4 Responses to “Dollhouse, checkpoints and sales”

  1. walt says:

    [Two comments–one inbound, my response–deleted. Life is too short.]

  2. John Miedema says:

    Hi Walt, as you know, I enjoyed reading “Balanced Libraries”. It offered a coherent perspective on the lively debate of L2.0. But hasn’t that debate cooled off? An update might not make a tempting purchase at upwards of $40 CAD. Just my two cents.

  3. walt says:

    John: That’s a valuable $0.02.

    The debate’s cooled off–but C&I 6:2 (the special issue) still gets downloaded more than any other issue, except for the first two weeks of a new issue. But I’m guessing much of that is for LIS courses–and that the LIS people wouldn’t assign the book. So…I dunno.

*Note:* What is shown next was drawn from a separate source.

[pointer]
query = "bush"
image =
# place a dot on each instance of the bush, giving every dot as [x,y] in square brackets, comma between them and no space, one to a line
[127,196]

    I’m thinking of four possible projects, roughly equal in time requirements (I think), and in each case trying to balance effort, value add, impact and remuneration. Not easy. (Of course, depending on how things go with our possible move, it may be months before I decide on any of them–but that leaves more time to make a semi-intelligent decision.)

  4. Steven Kaye says:

    I’ve toyed with doing a corporate librarian-specific version of Libworld, but honestly the lack of response has left me less than thrilled at pursuing the project. So for what it’s worth, it’s not just you.